Monday, May 14, 2012

Present- Mother's Day

I want to remember this weekend. I want to place the stories, the smiles and the small moments somewhere deep inside my long term memory so that when sad, dark times are consuming me I will have this weekend to pull out from my secret hiding place deep in my memory and I will smile. I will remember how good and full I feel and how easy it was.  It was that good of a weekend because I was present.

There is something about a girl and her mama. I am talking about my own mama. Thanks to my husband (with help from his parents) I spent 24 glorious hours with my mama on Michigan Avenue. I have never been away from my kids alone since I had them. I have only spent one night away from Cate and four from Brady.  We shopped ’til we dropped but really when we returned to our hotel room we had very little in the way of purchases. We were cold and wet because that is Chicago in May.  But we conversations that never staled.  I am not sure we ever stopped talking.  We talked about simple things like what to wear to the three wedding Glenn and I have in June to big life things like wills and death, marriage, and life with kids and how much it changes your views. And when the time came for us to part this Sunday morning,  we realized we forgot to talk about things like calendars and wedding dates and vacations.  We ate pizza, drank wine, and fell back in to this easy routine. As I pulled away in a cab, I was lost in my own thoughts about how we became so close and how she is me, my better half and I am her and only hoping to be half the mother she is to me.  And it dawned on me that between the naps and bottles and drool that I have a special little girl and I am her mama, nothing more and nothing less.  And there is not much more you can want. 

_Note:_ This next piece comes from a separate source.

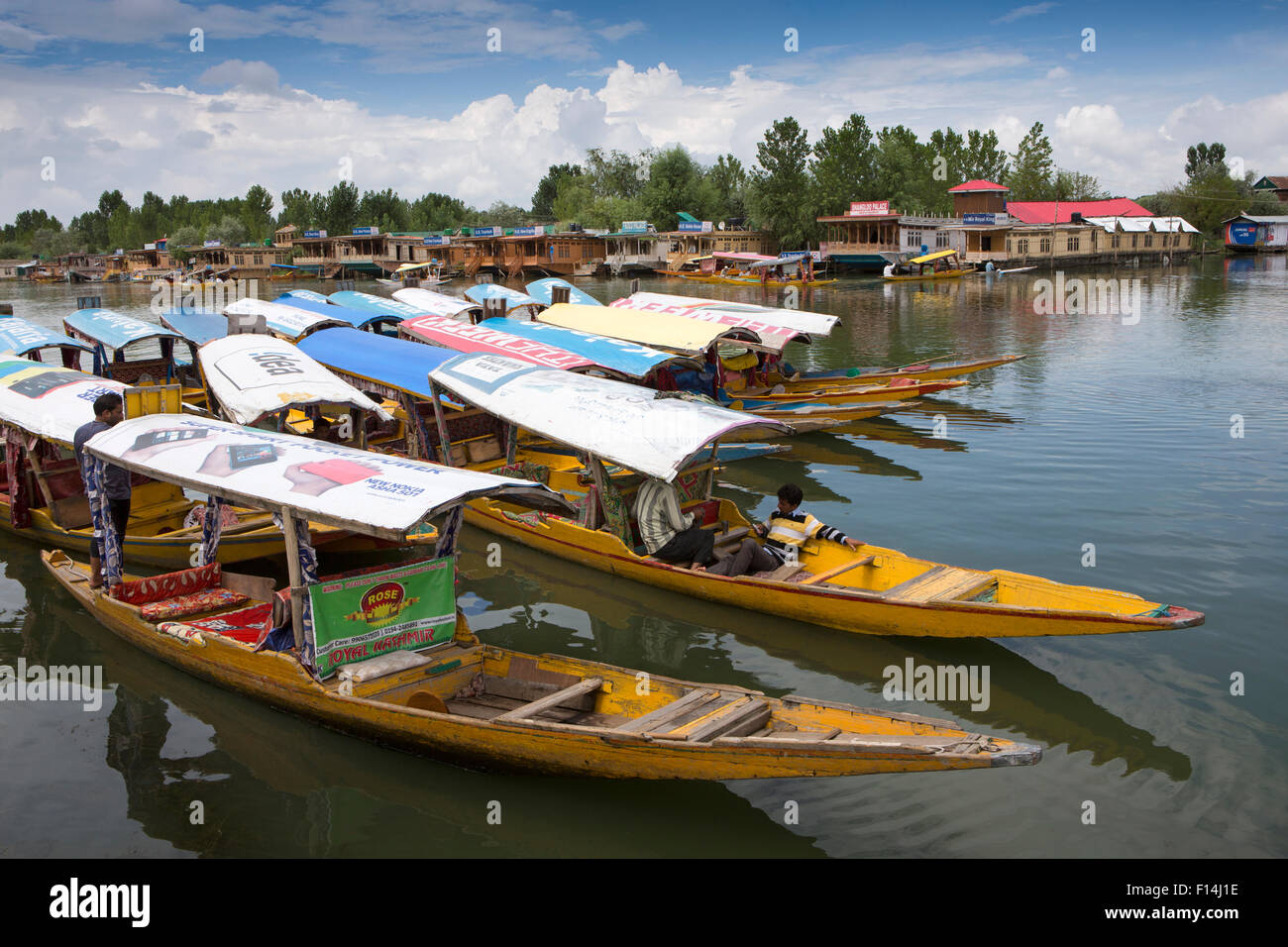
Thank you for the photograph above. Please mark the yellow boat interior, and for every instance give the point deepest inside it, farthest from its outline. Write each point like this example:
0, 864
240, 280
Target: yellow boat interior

And when I did return home, my babies were there with the man I adore.  There is something so raw when you watch the man you love with the children your created together.  He softens when they need him. We did the simple things like eat lunch and change diapers, all the cliché things that you do on Mother’s Day like plant flowers, exchange cards and play outside and some pretty special things.


I wanted to plant in the wagon...that did not go over well.
“I want to hug you.”
“Brady, you want to hug Cate?”
“Yes please. I want to hug Cate.”
“You can hug her anytime you want.”

And as his arms wrapped around her, I was present watching them interact. I watched him kiss her unprompted. Later, as I pushed er stroller, I caught myself imagining the future they have together as brother and sister.  I wonder if they realize that in that one simple moment, I was present and felt so full and yet moments later consumed with hope for what's to come.

He's not a baby or toddler any more. He is a a little boy who just loves all three of us like it is his job. 


And as the day wound down we landed in a familiar place…our bed.  Tonight as Brady was being his silly self and Cate was laughing at him while Glenn and I protected heads from taking shots from flying feet and knees, I caught myself as the breeze came in our windows thinking that today I was present.  I was present with my husband and my kids all day.  I never told my kids to wait a minute, the whining didn’t bother me and when I put both kids to bed I watched both of them for an extra minute to remember what they looked like today on a day when I present. Today, I was just a mama. 

A day where I didn’t worry about the teaching assignments I need to confirm for next year or the closets that have not been changed out for summer or that groceries and laundry were left for a day. 

And even as life got more interesting tonight (a secret for later), I found myself just thinking about today and how lucky I feel my mama and I got some much needed girl time and my sweet girl and I did too. Doesn’t hurt that these two guys were around all day either.

So this Mother’s Day weekend may have come to an end but I took some conversations, some looks, moments and pictures to make sure I remember. Happy Tuesday Friends!